Rather than giving a clear commitment to legislate for the X case, we hear from Government representatives a more nuanced position of calling for legal clarity. We must be clear that a statutory instrument will not suffice; this matter requires primary legislation. If a statutory instrument is produced, Government Members know it will be subject to legal challenge but it may be an opportunity to put off the inevitable - legislating - for just a little longer.
Over the past week my inbox has been filled with e-mails from people from my constituency demanding not that something be done about it but making a clear demand that we must legislate for the X case. The motion calls for legislation to provide women with access to abortions in cases where there is a risk to their lives. That is not to indulge in hyperbole. We must make no mistake that it is about life and death situations. No pregnant woman in Ireland should ever have to worry that, if something goes wrong in her pregnancy, she will be faced with a medical practitioner who refuses her the necessary treatment because of a legal vacuum that legislators in this House have stood over for 20 years.
Women should know that if their lives are in danger, they will be saved and doctors should know that if a woman's life is in danger, they can treat her appropriately.

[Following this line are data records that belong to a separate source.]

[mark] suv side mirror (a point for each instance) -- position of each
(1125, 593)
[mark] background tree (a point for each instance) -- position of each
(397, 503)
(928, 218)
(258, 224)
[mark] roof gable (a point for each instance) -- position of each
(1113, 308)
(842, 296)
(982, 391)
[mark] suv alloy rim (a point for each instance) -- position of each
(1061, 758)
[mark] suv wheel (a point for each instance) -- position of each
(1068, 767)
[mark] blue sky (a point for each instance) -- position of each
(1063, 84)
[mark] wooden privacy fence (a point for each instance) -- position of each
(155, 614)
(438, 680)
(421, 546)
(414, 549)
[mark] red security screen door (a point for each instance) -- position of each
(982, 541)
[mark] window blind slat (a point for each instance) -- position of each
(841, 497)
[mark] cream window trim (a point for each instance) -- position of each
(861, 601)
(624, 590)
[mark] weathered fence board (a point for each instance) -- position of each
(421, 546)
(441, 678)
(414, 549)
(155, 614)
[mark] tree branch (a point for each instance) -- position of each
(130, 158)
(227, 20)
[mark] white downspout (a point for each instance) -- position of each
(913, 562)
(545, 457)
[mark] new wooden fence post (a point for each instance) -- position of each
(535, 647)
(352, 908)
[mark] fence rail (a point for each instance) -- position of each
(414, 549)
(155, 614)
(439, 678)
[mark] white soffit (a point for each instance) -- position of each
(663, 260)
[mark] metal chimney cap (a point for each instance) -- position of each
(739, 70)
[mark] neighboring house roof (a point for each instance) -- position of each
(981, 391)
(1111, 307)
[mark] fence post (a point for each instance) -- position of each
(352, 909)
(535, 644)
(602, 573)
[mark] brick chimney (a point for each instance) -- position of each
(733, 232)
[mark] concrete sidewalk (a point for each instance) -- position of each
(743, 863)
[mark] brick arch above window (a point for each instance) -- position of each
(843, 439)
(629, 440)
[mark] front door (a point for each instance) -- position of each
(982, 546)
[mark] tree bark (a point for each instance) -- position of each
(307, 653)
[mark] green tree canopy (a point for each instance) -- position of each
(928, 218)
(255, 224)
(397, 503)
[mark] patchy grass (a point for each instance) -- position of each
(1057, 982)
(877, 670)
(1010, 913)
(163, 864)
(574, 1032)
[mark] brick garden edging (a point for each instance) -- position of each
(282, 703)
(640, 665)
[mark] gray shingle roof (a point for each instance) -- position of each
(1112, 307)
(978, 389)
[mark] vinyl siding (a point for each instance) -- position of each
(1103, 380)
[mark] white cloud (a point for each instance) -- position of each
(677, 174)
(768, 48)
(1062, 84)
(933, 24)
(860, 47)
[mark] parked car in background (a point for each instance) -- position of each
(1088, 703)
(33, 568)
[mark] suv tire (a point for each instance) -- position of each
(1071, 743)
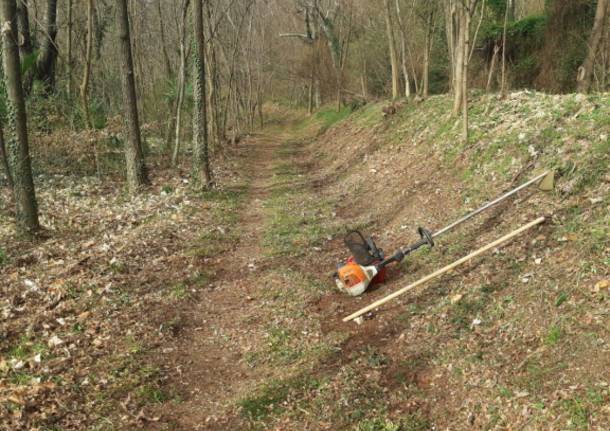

I have heard people say, throughout the course of the debate, that there is no medical condition in which a pregnant woman needs an abortion to save her life. While I am conscious there is an inquiry into the death of Savita Halappanavar, I respectfully suggest her grieving husband Praveen would beg to differ on that point and the husband of Sheila Hodgers may agree with him.
The death of Savita Halappanavar has shocked and saddened people throughout Ireland. It has underlined in the most tragic way possible the need for long overdue legislation in the State. The Government has stated its intention to bring forward legislation but successive Governments have failed to deal with the issue for 20 years. It is time, finally, for legislation to protect the rights of women as decided by the Supreme Court in 1992. This should be done in a reasoned, tolerant and considered manner and with maximum cross-party consensus. On this basis, Sinn Féin has tabled a Dáil motion that seeks, in a measured and reasoned way, to get our Government to act and to fulfil its responsibilities so that appalling situations, such as that which led to the death of Savita, can never happen in this country again.